What are the specific mechanisms and activities to do so effectively?
This is where the notion of innovation labs came in. Like most public and social innovation labs, the methods involve convening multi-stakeholders, applying systems thinking and design thinking, and iteratively prototyping and testing solutions. This is an approach that is best suited for problems that are unclear, where there is uncertainty, solutions are unknown and you need to explore new ideas.
Despite the popular belief that innovation starts with an idea (we believe it starts with the problem), The Network’s process to understand and teach innovation followed these steps:
Problem identification and framing
Critical discussion and reflection
Strategic focus and system thinking
Human-centred design
Methodological and iterative
The first lab - NouLAB - started its journey as a 1st generation lab by facilitating The Academy. The Academy’s purpose was to help public sector staff and stakeholders learn to work together. For a few years, NouLAB Academy worked with cross-sector teams addressing complex challenges such as affordable housing; food security; adult literacy; gender equality; wellness; immigration; and aging.
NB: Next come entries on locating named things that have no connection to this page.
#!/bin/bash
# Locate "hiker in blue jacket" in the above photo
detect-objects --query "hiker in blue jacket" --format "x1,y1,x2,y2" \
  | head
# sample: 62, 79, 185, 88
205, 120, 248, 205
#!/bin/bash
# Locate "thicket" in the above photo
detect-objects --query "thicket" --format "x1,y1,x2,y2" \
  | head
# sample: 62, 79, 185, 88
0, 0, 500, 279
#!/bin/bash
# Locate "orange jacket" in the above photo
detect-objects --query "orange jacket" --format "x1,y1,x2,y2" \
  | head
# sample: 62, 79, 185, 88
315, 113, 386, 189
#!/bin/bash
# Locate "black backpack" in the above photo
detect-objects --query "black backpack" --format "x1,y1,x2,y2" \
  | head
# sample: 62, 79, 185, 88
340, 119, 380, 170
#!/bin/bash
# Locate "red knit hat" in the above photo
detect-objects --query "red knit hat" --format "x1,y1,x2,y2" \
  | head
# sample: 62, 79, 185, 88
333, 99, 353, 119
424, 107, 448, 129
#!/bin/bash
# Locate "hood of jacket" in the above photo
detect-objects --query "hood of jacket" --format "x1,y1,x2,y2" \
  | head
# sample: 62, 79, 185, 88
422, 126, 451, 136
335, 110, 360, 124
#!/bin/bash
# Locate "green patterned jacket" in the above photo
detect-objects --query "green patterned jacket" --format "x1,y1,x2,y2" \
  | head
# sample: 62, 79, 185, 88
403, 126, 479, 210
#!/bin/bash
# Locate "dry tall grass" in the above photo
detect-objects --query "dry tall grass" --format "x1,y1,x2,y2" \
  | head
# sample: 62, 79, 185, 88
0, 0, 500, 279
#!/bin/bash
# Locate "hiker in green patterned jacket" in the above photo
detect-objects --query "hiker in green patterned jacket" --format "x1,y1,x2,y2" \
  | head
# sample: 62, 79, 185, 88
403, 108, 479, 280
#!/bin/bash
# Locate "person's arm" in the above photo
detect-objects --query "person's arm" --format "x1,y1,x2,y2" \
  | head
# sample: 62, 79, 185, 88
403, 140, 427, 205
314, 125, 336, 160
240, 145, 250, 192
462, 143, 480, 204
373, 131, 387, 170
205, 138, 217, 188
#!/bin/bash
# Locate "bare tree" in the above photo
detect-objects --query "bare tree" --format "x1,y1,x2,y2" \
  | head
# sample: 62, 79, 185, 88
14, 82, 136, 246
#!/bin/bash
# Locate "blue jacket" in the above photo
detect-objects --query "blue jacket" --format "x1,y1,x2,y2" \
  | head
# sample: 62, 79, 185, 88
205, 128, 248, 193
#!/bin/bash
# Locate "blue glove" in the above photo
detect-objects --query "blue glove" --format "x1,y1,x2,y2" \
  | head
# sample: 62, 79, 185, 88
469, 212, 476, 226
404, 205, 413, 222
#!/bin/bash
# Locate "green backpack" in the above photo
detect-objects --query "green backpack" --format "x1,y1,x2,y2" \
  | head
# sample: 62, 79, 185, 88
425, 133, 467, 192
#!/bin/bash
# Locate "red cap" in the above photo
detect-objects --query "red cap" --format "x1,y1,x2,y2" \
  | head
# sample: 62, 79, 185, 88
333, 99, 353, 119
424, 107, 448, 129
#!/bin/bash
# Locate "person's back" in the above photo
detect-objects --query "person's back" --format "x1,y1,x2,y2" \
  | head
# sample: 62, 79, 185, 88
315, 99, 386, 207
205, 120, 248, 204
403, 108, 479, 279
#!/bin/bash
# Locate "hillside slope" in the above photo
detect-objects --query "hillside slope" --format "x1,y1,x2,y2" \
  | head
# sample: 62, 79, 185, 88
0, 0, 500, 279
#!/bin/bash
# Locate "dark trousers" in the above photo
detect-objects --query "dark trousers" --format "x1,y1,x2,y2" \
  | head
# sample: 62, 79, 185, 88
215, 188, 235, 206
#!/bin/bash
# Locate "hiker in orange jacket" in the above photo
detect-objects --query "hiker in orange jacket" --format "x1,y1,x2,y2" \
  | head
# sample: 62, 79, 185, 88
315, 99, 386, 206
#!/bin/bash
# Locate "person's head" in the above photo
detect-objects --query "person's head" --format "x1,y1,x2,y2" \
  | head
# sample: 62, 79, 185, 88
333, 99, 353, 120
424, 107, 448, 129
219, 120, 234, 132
The initiative then developed into a 2nd generation lab - the Economic Immigration Lab - involving a multi-year effort with a variety of stakeholders aimed at solving a complex challenge linked to immigration.
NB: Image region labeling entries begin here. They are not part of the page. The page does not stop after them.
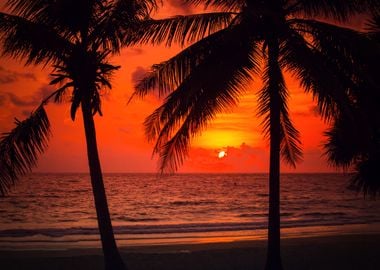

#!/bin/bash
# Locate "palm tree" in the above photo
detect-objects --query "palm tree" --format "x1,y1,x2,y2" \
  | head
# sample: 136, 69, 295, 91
0, 0, 235, 270
325, 15, 380, 196
135, 0, 376, 270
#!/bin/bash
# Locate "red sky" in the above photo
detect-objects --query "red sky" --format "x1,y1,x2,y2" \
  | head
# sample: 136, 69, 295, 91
0, 0, 368, 173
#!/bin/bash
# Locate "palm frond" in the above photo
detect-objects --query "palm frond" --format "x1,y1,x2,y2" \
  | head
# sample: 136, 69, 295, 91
135, 26, 230, 97
281, 26, 355, 120
7, 0, 105, 35
258, 43, 302, 167
184, 0, 243, 12
0, 105, 50, 196
293, 0, 375, 21
145, 27, 259, 173
124, 12, 235, 46
367, 13, 380, 42
0, 13, 72, 64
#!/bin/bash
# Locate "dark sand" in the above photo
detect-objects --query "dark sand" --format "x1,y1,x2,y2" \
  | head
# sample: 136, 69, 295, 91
0, 234, 380, 270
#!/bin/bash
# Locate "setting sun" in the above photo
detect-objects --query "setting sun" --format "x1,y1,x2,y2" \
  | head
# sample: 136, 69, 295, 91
218, 151, 227, 158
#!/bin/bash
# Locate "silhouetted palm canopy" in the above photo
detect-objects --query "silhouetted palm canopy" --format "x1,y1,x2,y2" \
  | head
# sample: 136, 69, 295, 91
0, 0, 231, 195
0, 0, 235, 270
325, 15, 380, 196
136, 0, 378, 172
136, 0, 377, 270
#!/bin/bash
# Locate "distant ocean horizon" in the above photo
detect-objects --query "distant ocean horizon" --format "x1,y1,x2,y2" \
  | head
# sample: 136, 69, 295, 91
0, 173, 380, 247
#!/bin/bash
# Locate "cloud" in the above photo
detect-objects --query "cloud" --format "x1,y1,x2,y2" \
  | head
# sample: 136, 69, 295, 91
4, 86, 52, 107
168, 0, 194, 15
0, 66, 37, 84
125, 48, 144, 56
183, 143, 269, 172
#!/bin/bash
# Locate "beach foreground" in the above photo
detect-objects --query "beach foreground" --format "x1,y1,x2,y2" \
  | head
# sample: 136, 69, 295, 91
0, 234, 380, 270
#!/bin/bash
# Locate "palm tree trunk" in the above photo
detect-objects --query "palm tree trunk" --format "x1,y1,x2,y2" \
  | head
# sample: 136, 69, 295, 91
265, 36, 283, 270
82, 98, 126, 270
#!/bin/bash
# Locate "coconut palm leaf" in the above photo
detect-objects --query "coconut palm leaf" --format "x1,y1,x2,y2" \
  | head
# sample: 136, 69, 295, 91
294, 0, 375, 21
135, 26, 233, 97
258, 46, 302, 167
0, 105, 50, 196
145, 27, 259, 173
281, 26, 353, 120
184, 0, 246, 12
7, 0, 101, 35
0, 13, 73, 64
125, 12, 235, 46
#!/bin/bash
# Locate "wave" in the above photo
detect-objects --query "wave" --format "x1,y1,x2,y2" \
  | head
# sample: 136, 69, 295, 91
170, 200, 217, 206
0, 219, 380, 237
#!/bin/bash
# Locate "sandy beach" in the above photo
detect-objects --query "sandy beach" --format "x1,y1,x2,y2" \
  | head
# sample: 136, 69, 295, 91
0, 229, 380, 270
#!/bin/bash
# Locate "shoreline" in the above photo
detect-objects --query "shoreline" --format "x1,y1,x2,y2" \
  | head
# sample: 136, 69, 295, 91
0, 223, 380, 253
0, 232, 380, 270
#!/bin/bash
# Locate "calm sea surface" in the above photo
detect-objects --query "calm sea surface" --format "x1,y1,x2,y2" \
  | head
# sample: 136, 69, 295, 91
0, 174, 380, 248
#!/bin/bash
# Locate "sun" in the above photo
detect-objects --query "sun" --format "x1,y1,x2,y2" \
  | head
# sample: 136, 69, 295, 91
218, 150, 227, 158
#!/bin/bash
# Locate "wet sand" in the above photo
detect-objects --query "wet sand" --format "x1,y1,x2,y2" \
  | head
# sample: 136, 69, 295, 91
0, 233, 380, 270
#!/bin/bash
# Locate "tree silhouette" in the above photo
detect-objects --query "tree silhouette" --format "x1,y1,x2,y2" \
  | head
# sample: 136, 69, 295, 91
136, 0, 376, 270
0, 0, 231, 270
325, 12, 380, 196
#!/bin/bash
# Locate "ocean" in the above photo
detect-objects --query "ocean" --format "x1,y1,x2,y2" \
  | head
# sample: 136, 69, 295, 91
0, 174, 380, 248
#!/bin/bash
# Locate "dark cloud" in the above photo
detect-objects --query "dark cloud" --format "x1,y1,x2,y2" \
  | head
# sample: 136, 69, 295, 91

Some lessons from the Nou Lab process worth sharing:
It’s everyone’s job.
Making innovation work requires everyone to be on board throughout an organization. During a panel discussion at the same conference, David Hume said something to the effect of ‘You can’t scale change without the lawyers and accountants on board’. Our capacity and innovation efforts should not simply reside in a unit or be the cool kids’ club with cool furniture. Everyone is needed to move from chance moments to a culture of innovation.
Labs are primarily about learning.
Christian Bason says that innovation is an iterative learning process — both at systems, organizational, project and individual levels. Labs provide the parallel learning structure bureaucracies can use to continuously improve and adapt to changes in the environment. Crucially, we should be open to sharing those learnings too.
Fiddleheads are significant here as a metaphor for successful innovation labs.
The Scented Path
The spiral shape of fiddleheads represents security, akin to the story of the scented path. You may have noticed that when a dog goes to lay down to sleep it will spiral into their place of rest. This is something that mammals in the wild will do. In the wilderness at night before laying to rest one would walk in a circle to rest, leaving a scented trail around them. When a predator follows this smell in a spiral, it warns the prey and gives them time to escape.
Labs should provide a safe space for its participants to take risks, share ideas and even make mistakes. People should feel in a comfortable environment, and shouldn’t have to worry about their reputation, relationships or career based on what they say in the space.
The Natural Fractal
The fiddlehead is a naturally occurring fractal, which means it contains “self-similar patterns” that repeat in a certain way. It’s like a picture made up of smaller pictures that look the same. As Wired Mag explains:
Ferns are a common example of a self-similar set, meaning that their pattern can be mathematically generated and reproduced at any magnification or reduction. The mathematical formula that describes ferns, named after Michael Barnsley, was one of the first to show that chaos is inherently unpredictable yet generally follows deterministic rules based on nonlinear iterative equations.
Patterns! Iterative! Unpredictable! Nonlinear! Math! The point is this: we need to organize our collaborative projects in a way that reflects the behaviour, patterns and future state of the system that needs to emerge. Labs provide a space and practice to discover and experiment with new ways of working, as well as come up with solutions to public challenges.
Be the change you wish to see in your organization.
(Thanks to Nicefutures for the fiddlehead inspiration back when we were developing NouLAB!)